Good morning. As I mentioned last week, I’m just back from a week away with my family on our holiday in Oregon. It was a wonderful opportunity to share new sites and experiences with my kids….and even some new things for me.
For example, we had a chance to visit an out-of-the-way waterfall (Young’s River Falls) and play in the very calm river that was fed by the falls. Speaking of feeding, Portland is well known for its many food carts. So my son and I tried a carts called “PB&J’s”, and as it sounds it was a cart dedicated to all sorts of variations on the traditional peanut butter and jelly. My sandwich was called a “Hot Hood” – peanut butter, jelly, smoked bacon, and jalapeños (sounds gross, but don’t knock it until you try it).

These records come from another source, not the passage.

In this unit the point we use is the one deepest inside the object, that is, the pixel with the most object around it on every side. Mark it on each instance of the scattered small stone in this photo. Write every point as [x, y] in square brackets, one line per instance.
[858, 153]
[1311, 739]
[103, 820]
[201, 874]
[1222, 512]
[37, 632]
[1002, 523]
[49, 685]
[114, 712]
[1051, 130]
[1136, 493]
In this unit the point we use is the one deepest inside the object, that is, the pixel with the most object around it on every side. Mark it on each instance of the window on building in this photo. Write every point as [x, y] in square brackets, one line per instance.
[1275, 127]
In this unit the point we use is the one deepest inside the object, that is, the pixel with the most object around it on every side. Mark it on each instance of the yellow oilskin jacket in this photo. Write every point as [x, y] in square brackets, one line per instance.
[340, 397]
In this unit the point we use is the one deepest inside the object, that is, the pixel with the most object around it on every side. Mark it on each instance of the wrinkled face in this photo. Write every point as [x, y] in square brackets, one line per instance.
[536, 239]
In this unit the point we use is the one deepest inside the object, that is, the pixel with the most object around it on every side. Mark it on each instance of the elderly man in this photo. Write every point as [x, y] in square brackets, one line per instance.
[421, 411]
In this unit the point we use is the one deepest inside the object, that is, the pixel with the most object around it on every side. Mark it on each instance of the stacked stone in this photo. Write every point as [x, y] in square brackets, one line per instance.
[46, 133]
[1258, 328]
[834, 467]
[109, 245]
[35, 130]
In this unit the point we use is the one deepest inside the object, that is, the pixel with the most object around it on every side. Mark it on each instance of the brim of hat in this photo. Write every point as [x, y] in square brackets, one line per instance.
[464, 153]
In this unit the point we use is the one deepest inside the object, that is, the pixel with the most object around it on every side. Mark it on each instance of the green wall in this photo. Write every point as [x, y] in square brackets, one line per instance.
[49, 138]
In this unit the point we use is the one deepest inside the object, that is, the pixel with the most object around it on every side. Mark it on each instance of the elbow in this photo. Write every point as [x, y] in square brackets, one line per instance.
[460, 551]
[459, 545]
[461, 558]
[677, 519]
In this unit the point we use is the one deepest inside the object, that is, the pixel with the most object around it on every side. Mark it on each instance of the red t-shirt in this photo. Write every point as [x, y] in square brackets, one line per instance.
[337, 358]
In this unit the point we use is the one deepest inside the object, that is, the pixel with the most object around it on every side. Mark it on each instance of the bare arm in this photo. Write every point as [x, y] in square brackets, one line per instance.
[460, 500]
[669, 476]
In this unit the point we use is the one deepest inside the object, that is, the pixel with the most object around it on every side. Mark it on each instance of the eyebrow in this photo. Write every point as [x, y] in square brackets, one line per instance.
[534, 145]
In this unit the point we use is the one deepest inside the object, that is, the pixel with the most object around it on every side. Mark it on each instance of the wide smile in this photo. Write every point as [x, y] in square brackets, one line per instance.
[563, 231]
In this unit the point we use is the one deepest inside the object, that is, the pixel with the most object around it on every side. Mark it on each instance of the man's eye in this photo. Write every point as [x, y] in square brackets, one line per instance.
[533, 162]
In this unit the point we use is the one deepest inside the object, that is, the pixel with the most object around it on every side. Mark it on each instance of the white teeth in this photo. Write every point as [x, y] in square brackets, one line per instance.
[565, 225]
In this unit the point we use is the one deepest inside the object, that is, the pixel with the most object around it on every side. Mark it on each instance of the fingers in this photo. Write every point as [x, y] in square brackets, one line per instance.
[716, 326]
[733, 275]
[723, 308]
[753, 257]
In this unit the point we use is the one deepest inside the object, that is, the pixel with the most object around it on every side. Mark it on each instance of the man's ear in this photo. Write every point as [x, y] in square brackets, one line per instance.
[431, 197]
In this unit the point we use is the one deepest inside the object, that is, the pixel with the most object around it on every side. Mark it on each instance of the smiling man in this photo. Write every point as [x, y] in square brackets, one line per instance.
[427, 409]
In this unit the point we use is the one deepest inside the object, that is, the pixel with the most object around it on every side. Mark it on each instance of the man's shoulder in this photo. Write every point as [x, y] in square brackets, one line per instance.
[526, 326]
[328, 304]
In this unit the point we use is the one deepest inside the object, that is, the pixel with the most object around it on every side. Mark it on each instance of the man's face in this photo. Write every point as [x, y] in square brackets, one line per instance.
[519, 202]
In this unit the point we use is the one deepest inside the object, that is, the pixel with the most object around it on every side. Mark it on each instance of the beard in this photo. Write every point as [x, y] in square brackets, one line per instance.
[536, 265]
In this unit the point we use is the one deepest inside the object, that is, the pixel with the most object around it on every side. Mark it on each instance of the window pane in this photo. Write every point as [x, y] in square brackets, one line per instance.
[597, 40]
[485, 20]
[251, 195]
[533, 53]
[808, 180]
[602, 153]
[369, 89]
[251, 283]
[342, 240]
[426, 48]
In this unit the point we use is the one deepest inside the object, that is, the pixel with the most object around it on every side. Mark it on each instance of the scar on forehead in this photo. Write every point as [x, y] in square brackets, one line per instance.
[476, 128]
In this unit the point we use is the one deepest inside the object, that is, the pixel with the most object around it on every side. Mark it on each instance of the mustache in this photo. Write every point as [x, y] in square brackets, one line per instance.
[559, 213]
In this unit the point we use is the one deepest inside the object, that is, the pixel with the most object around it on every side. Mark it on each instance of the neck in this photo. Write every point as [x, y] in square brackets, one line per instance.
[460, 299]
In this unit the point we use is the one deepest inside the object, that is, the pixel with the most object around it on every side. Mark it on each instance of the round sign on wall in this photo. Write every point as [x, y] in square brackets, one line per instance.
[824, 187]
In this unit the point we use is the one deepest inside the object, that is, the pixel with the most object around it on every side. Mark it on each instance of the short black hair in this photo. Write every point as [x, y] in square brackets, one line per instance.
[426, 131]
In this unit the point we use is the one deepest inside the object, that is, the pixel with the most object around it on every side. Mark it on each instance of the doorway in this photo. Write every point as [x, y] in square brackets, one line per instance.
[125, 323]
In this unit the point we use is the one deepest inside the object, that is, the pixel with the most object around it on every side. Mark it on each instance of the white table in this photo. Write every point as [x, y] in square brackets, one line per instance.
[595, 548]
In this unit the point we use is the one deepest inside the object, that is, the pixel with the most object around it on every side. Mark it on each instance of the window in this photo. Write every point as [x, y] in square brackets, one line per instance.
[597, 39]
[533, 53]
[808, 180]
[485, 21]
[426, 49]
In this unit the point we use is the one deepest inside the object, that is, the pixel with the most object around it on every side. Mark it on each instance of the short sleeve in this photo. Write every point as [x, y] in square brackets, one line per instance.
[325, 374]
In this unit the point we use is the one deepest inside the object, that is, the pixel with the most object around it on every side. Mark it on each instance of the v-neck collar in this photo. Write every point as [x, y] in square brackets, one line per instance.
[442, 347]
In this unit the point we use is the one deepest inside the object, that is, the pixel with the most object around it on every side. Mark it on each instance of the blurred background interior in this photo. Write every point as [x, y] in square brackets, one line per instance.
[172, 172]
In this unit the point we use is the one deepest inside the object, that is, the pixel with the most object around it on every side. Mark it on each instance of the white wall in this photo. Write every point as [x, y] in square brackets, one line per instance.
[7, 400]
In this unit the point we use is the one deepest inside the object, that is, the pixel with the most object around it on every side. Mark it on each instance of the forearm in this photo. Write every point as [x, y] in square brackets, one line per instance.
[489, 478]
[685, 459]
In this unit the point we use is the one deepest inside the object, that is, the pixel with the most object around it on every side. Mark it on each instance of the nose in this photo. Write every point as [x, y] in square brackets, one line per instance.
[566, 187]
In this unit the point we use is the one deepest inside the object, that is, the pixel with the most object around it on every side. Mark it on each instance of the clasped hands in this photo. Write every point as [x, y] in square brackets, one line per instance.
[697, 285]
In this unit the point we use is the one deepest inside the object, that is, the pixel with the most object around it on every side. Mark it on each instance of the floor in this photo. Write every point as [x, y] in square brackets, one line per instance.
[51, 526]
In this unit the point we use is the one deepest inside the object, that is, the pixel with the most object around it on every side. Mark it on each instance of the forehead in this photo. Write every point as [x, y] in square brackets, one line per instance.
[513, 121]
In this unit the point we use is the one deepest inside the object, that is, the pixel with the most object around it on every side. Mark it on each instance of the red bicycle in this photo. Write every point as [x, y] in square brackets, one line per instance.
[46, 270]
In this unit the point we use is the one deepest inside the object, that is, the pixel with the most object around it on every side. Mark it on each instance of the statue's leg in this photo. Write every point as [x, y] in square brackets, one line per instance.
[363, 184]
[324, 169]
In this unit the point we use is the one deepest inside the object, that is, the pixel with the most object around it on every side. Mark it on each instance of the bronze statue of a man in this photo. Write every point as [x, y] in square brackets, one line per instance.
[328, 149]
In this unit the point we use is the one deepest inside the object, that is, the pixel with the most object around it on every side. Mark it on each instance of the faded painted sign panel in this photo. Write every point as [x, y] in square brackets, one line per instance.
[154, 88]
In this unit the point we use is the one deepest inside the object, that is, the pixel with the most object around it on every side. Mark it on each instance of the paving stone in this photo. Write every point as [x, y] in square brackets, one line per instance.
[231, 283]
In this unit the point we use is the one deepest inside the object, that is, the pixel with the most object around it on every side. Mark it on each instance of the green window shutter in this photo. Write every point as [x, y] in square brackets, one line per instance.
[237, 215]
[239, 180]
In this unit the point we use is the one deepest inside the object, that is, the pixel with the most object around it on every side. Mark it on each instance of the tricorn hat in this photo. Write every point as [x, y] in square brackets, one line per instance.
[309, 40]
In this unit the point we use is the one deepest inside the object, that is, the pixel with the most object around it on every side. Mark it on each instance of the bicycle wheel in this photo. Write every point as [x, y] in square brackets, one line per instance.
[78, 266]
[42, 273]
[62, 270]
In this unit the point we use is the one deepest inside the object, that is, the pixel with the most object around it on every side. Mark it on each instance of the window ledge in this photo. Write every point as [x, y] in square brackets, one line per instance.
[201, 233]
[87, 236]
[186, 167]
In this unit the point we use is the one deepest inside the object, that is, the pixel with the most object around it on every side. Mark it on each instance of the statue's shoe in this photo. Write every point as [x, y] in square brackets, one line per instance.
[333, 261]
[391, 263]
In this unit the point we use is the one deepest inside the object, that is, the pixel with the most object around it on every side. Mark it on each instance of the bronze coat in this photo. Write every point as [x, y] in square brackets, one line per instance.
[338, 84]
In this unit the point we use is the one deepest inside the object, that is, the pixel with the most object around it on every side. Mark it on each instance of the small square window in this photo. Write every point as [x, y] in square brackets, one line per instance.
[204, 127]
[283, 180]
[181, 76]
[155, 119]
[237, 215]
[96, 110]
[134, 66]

Anyways, during the trip, I was reading two books, “The Design of Business” and “A Field Guide to Getting Lost”. I really enjoyed the former, and surprisingly the latter. The “Field Guide” by Rebecca Solnit is a wonderful composition on how many people who lose themselves in one sense, come to find themselves in another. I won’t go into any depth on the book, nor could I possibly do it any justice, but I wanted to share one quote she references from historian Aaron Sachs, that ties in with the idea of exploring. Sachs wrote:
“Explorers were always lost because they had never been to those places before. They never expected to know exactly where they were. Yet, at the same time, many of them knew their instruments pretty well and understood their trajectories within a reasonable degree of accuracy. In my opinion, their most important skill was simply a sense of optimism about surviving and finding their way.”
And isn’t that exactly what we are faced with on a daily basis, whether by our own choices or not, we are explorers. And often times without a 100% assurance of the end, we push on knowing the right things to do and believing in our abilities to lead and create a positive outcome. It is one of the traits I greatly admire about many of the people I know follow this blog…..and one I hope they never lose.
Please don’t forget to sign up for the newsletter…..I’ll only be sending via email for another couple of weeks.
Here’s this week’s 5 for 5:
What Is Bravery? – by Sarah Kathleen Peck – via Holstee
So What: Bravery is showing up…..little by little. A great manifesto. Read and re-read.
The Rule of 52 and 17: It’s Random, But it Ups Your Productivity – by Julia Gifford – via The Muse
So what: Work in sprints. Work on only one thing at a time (focus). Take dedicated breaks to recharge your energy and your focus. If anyone uses this method or tries it out, please drop a note in the comments section….would love to hear about it.
10 ways to win at professional time etiquette – by Kate Kendall – via Kate Kendall.com
So What: I stink at some of these…..really need to work on #9 (If you are not 10 minutes early you are late). Save JIT for component deliveries and manufacturing.
The Morning Routines Of The Most Successful People – by Kevan Lee – via Fast Company
So What: My morning routine is awful and has been for some time. I love the idea of a tomorrow list, but I am personally working on cutting my digital craving in the morning and getting more regimented about coffee, exercise, and breakfast.
“I don’t get it” – by Seth Godin – via @thisissethsblog
So what: An exhortation on not settling for status quo…and not being afraid that people “don’t get it”……which means you are probably on to something great.